Художник вновь — своей тоски хранитель,
И в душу заползает злой мороз.
Он для Удомли замышлял свой холст,
Навек запомнив мрачные просторы.
Там серый ветер над водой был прост,
Вплетая в мысли дальние озоры.
Сделал мастер несколько набросков,
Что с натуры дикой заплелись в мазки.
Но сюжет с церквушкой, хрупкой и неброской,
Не давал решенья для его тоски.
Церковь здесь помыслил он совсем другую,
Где погост старинный, древние кресты, —
Чтоб натуру мрачную, суровую, нагую,
Облечь в одежды вечной немоты.
Потому художник изменил набросок —
Вспомнил Плёса старый, деревянный храм.
Три года этот образ, чистый и высокий,
Плыл по его мыслям, по святым местам.
Местом для работы выбравши террасу,
Закоулок скромный у колонн двоих,
Исаак укрылся от чужого глаза,
Чтобы этот замысел наконец утих.
Но сюжет суровый требовал ненастья —
Сопереживанья от седых небес.
Тучи грозовые, шторма соучастье,
Чтобы ожил этот опустевший лес.
Исаак почувствовал в душе глухую муку,
Мрачному сюжету сердцем сострадал.
Но себе сказал он, укротив кручину:
«Я создам картину, как и обещал!»
«Человек и вечность в этом мире слиты,
Но чтоб легче было мне холсты писать,
Софья, дай Бетховена!
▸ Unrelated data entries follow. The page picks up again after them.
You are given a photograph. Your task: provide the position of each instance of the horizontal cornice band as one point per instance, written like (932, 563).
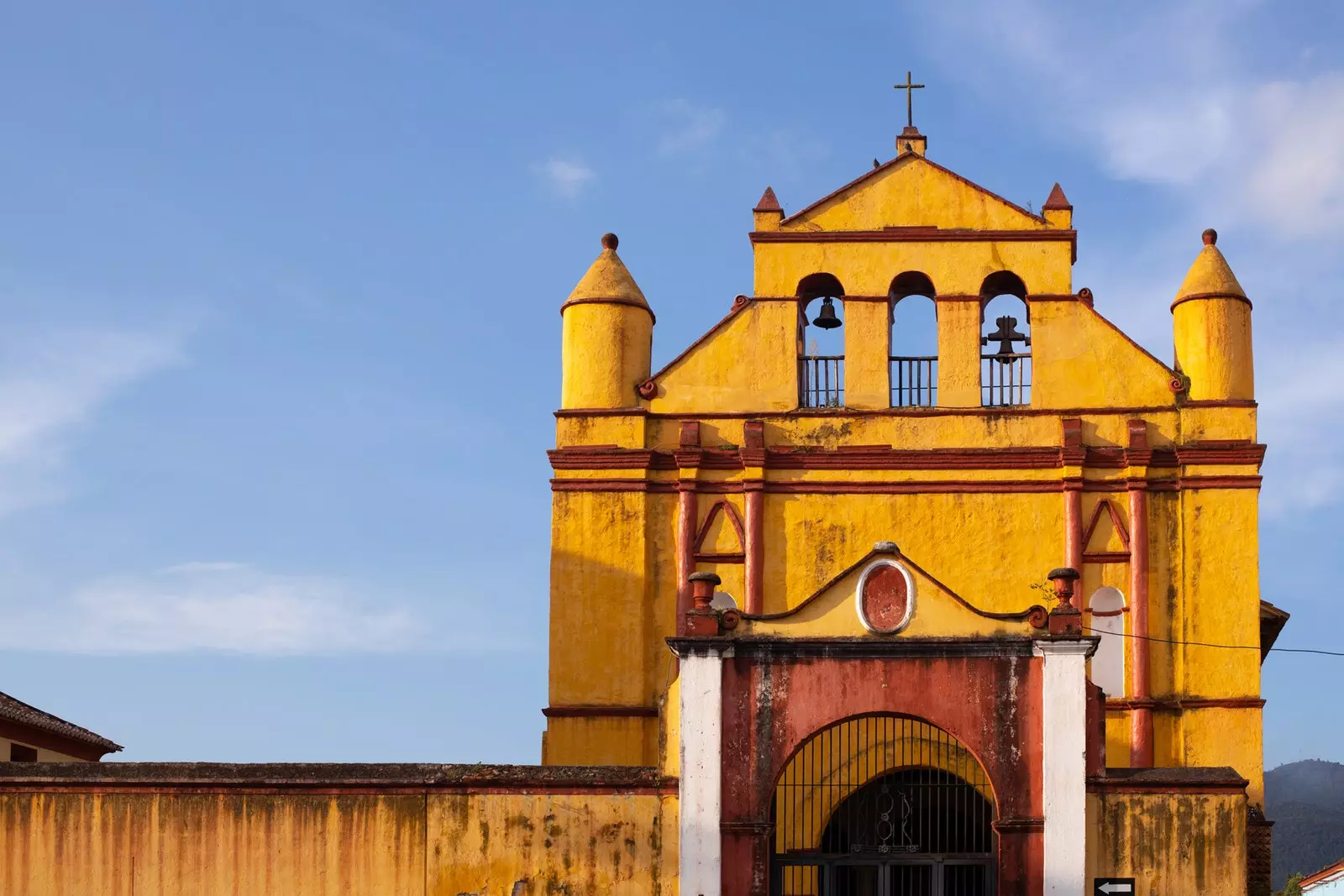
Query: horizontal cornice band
(914, 235)
(879, 457)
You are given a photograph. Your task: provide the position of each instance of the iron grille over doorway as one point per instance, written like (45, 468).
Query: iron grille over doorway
(884, 806)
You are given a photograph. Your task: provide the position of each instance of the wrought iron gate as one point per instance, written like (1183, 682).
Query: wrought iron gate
(884, 806)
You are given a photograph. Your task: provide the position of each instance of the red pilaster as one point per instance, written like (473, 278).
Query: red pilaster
(1142, 716)
(753, 488)
(687, 511)
(1073, 454)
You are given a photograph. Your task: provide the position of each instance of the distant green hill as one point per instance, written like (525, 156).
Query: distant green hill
(1305, 801)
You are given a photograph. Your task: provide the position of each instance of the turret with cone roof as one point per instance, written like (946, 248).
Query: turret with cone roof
(1211, 322)
(608, 336)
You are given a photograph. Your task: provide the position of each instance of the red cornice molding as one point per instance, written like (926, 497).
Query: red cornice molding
(1179, 705)
(609, 301)
(600, 712)
(914, 235)
(911, 486)
(1200, 296)
(824, 414)
(880, 457)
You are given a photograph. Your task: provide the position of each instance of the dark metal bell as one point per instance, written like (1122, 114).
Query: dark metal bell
(1005, 336)
(827, 317)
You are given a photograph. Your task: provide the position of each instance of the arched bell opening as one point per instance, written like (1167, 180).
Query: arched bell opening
(884, 805)
(1005, 340)
(820, 342)
(914, 340)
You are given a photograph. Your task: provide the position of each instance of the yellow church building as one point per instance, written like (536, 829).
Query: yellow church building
(823, 622)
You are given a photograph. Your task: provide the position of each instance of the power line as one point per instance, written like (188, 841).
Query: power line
(1225, 647)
Пусть его молитвы
В этом закоулке будут помогать».
Она у пианино, на лице печаль,
Чтоб удержать безумие на берегу.
Бетховен. «Героическая». Марш летит.
Аккорды рвут глухую ночи шаль.
И холст от этого трепещет, горит,
Пока в экстазе гнется сталь и даль.
Под стон ревущих струн, под раскаты гроз,
Вплетая в звуки страсть, профессиональный пыл,
Он взял у вечности тот брошенный погост —
«Над вечным покоем» он картину, миру сотворил
Исаак и Софья, он её кумир,
Она ж ему — очаг в глухие зимы.
Они вдвоём делили этот мир,
Где судьбы их сплелись нерасторжимо.
И восемь лет горел их общий свет,
До той поры, пока в глуши Удомли,
Пред бездной неба, где покоя нет,
Минорный тон они когда-то вспомнят.
Она садилась в сумерках к окну,
Рояль усадебный взрывал ночную темень.
Бетховенским аккордом тишину
Она плела, храня его и гений.
Звучал сонаты траурный мотив,
В мазки ложилась музыка живая.
А он писал, дыханье затаив,
Навек в бессмертном небе замирая.
Когда же их земной сомкнётся круг,
Она осталась в тишине московских комнат,
Среди холстов и опустевших рук...
Но тот минорный тон они навек запомнят.
А он, пред тем как сделать шаг в бессмертье,
Очистить душу, видно, захотел.
И за секунду до безмолвной смерти
Оставить тайну свету не велел.
Он просит брата: «Собери архивы!
Сожги дотла, пусти по ветру дым!»
Всё то, чем были восемь лет счастливы,
Не должно стать достоянием чужим.
Летела в пламя каждая страница,
Мелькали даты, почерк, Плёс, весна...
Огонь укрыл испуганные лица,
И пеплом обернулись имена.
Огюст Роден, когда земля уплыла,
В предсмертном бреде имя выдыхал,
Он звал во мраке: «Где моя Камилла?..» —
Так свой он долг пред нею отдавал.
Исаак же молча письма предал на костёр,
Он смыл следы, спасая свой очаг,
Чтоб ни единый критик на плакате
Их тайну не размазал впопыхах.
Они ушли. Погасли эти свечи.
Но на холсте, под звуки прошлых дней,
«Над вечным покоем» длится вечер
Влюбленных двух, союз их всех сильней.